Ever cleanse and sanctify us therefore,
not that we might be noticed for our virtues,
but that your light through us might
be ever more clearly witnessed,
your radiance and your beauty
unclouded by our sin.[12]
This is where we circle back to our beginning. The sort of God that Christians believe in is a speaking God. But his voice isn’t audible. We do have his voice recorded for us in Scripture, and that should be our primary home for communicating with him (reading and responding in prayer). But God also speaks through the things that he’s made (Rom. 1:20; Ps. 19:1–4). We embrace the God we can’t see by staring through the things we can see. In John Murray’s words, “the visible creation as God’s handiwork makes manifest the invisible perfections of God as its Creator.”[13] God reveals himself, he speaks to us, through the things he’s made. We gain access to the invisible God through the visible work of his hands.
We embrace the God we can’t see by staring through the things we can see.
In sum, practicality means being intentional about how God is speaking to you in everything. Divinity is in the details. But if we put no effort into this, it’s no wonder skeptics look at Christian faith as irrelevant. If faith doesn’t make a difference to how we think, how we speak, how we act, what we observe in the world and how we respond to it, then why would it be attractive to anyone else? In the worst case, people who practice this sort of faith are nominal Christians, that is, Christians in name only. There’s no shortage of them in the world, which is a real tragedy.
Practicality has the most obvious influence on the question of relevance.
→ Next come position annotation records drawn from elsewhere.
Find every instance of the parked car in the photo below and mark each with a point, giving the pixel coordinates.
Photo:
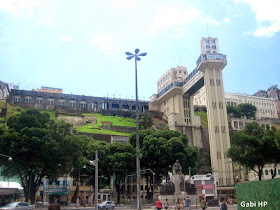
(17, 206)
(106, 205)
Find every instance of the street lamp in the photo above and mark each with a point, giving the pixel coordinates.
(137, 58)
(95, 163)
(9, 157)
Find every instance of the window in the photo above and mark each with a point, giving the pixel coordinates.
(50, 103)
(17, 99)
(216, 129)
(214, 105)
(61, 103)
(39, 101)
(27, 100)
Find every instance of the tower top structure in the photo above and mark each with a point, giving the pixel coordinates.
(209, 45)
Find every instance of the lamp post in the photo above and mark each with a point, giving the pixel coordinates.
(9, 157)
(137, 58)
(95, 163)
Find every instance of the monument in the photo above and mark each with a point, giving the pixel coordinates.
(171, 190)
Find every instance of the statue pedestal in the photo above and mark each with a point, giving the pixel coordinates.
(176, 179)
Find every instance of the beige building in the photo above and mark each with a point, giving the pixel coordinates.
(176, 101)
(266, 107)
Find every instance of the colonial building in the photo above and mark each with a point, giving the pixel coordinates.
(76, 103)
(176, 101)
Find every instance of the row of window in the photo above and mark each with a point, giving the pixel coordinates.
(218, 82)
(260, 103)
(223, 129)
(71, 103)
(266, 172)
(214, 105)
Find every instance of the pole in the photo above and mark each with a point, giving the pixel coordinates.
(78, 191)
(137, 142)
(153, 186)
(96, 182)
(29, 187)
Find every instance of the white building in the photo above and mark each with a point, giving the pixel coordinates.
(209, 45)
(266, 107)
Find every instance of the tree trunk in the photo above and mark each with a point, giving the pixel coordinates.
(260, 173)
(118, 189)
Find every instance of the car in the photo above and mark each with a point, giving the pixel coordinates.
(106, 205)
(17, 205)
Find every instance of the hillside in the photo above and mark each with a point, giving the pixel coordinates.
(83, 123)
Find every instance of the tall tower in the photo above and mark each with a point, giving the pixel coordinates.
(209, 45)
(211, 65)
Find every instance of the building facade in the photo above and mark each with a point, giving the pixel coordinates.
(76, 103)
(176, 101)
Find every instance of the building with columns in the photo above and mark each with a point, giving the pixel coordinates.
(176, 101)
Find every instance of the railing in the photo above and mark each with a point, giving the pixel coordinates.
(57, 188)
(204, 57)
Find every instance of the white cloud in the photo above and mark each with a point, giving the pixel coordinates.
(166, 18)
(104, 42)
(268, 31)
(227, 20)
(267, 14)
(125, 4)
(210, 21)
(23, 8)
(65, 39)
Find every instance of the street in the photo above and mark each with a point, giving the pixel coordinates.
(146, 207)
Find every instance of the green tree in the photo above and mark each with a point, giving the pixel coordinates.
(247, 110)
(160, 151)
(145, 121)
(37, 146)
(121, 162)
(254, 147)
(234, 111)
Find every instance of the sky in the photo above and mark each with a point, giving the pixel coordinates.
(79, 45)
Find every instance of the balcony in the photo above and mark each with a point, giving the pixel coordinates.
(211, 61)
(57, 188)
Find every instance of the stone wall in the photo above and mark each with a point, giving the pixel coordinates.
(76, 103)
(124, 129)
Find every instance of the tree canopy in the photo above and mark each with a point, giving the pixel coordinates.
(242, 110)
(145, 121)
(254, 147)
(161, 149)
(38, 146)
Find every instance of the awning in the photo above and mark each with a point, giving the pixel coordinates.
(7, 188)
(57, 193)
(226, 188)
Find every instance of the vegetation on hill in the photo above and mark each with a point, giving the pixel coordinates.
(12, 110)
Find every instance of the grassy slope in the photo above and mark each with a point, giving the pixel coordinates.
(88, 128)
(119, 121)
(203, 118)
(12, 110)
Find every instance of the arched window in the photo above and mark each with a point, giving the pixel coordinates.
(115, 106)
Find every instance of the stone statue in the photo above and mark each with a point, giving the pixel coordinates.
(177, 168)
(167, 188)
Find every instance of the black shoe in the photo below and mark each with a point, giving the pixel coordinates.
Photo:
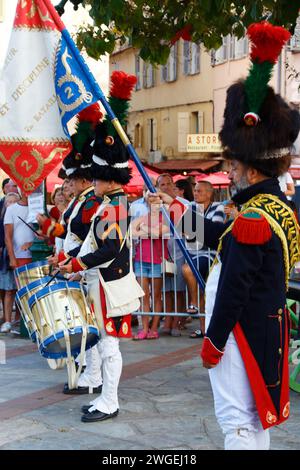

If Christian faith is flaunted as an attractive set of ideas, with no tangible means of working those ideas into life transformation, it should be left behind. That sort of faith is not real, not genuine, not sincere. The trouble is that many people treat their faith in this way because they compartmentalize it. They speak about God and the importance of faith on Sundays, or during a crisis. But in daily life, their faith might as well be absent. They are indistinguishable in practice from an atheist or an agnostic or a materialist. If we want to change this, we have to find God in the ordinary moments and show how belief in him really does change how we do the everyday mundane, not the occasional majestic.
CONCLUSION
The relevance of Christian faith is simply showing how it matters. Real Christian faith calls us to be authentic, honest, tangible believers in the God who speaks. At the risk of sounding cynical, if you showed me ten Christians and asked me how many of them lived like this, I would say . . . maybe two. Two in ten. That’s based purely on my own experience, of course. But still, those aren’t encouraging numbers. They suggest how rare it is to find authentic Christian faith. And perhaps this suggests why so many people are critical of Christianity in our time.
Many Christians such as myself who grew up in the church are in danger of living like one of those eight who don’t really believe. For those who have been raised in or around the church, or who have spent years inside its walls, the brightness of faith can dim with routine. The once glorious city of God’s people can fade with familiarity. We can forget just how amazing God is—what he’s like, what he’s done for us, how he continues to speak to us. And if we forget that, it won’t go unnoticed. People are watching, some even waiting for an opportunity to claim that faith in the Christian God is a sham.
Our task, if we’re true believers, is to beg the Spirit to have the speech of God permeate our thoughts, flavor our words, and temper our actions. On the whole, that can be intimidating. But the God who speaks is also the God who persuades. He’ll work with anything. And it starts with one small decision at a time: one act of listening, one act of Christlike service, one sacrifice of the ego, one bold stand on a biblical issue. One decision can show the relevance of our faith, even amidst the thousands of decisions where we fail.
God help us . . . as he’s promised to. Christianity will stand or fall with its relevance.